La langue est difficile. Vraiment. Je ne le ferais pas lire à des élèves germanophones avant la classe de seconde. Mais c’est un excellent livre pour découvrir la langue châtiées du début du XXe siècle, la richesse du vocabulaire des lettrés germanophones de ces contrés de l’est qui ont aujourd’hui disparus, victimes de l’histoire. Si vous êtes en fac d’allemand, offrez-vous ce plaisir d’enrichir votre langue grâce à un tel livre, un peu comme Schnitzler ou Kafka, qui révèlent le génie de la langue allemande pour le plaisir du style autant que pour la satisfaction intellectuelle de la subtilité du propos.
Quand’j’irai faire un tour à Freiburg ( ou à Lahr), j’essaierai de me le procurer. J’ ai toujours été attiré par ce que j’appellerais les « écrivains périphériques ».
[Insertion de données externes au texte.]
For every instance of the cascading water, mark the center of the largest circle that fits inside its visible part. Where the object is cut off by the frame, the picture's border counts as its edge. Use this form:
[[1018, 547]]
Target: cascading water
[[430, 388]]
Merci pour les indications.
C’est pratiquement un essai de jeunesse: L’école des pauvres (A szegények iskolája), et je doute qu’il soit disponible en traduction française. Par contre, une oeuvre majeure que je recommande en traduction française, c’est « La conversation de Bolzano » (sans vouloir faire d’esprit de clocher! ), publiée en 1940. Elle met en scène Casanova, évadé des Plombs de Venise.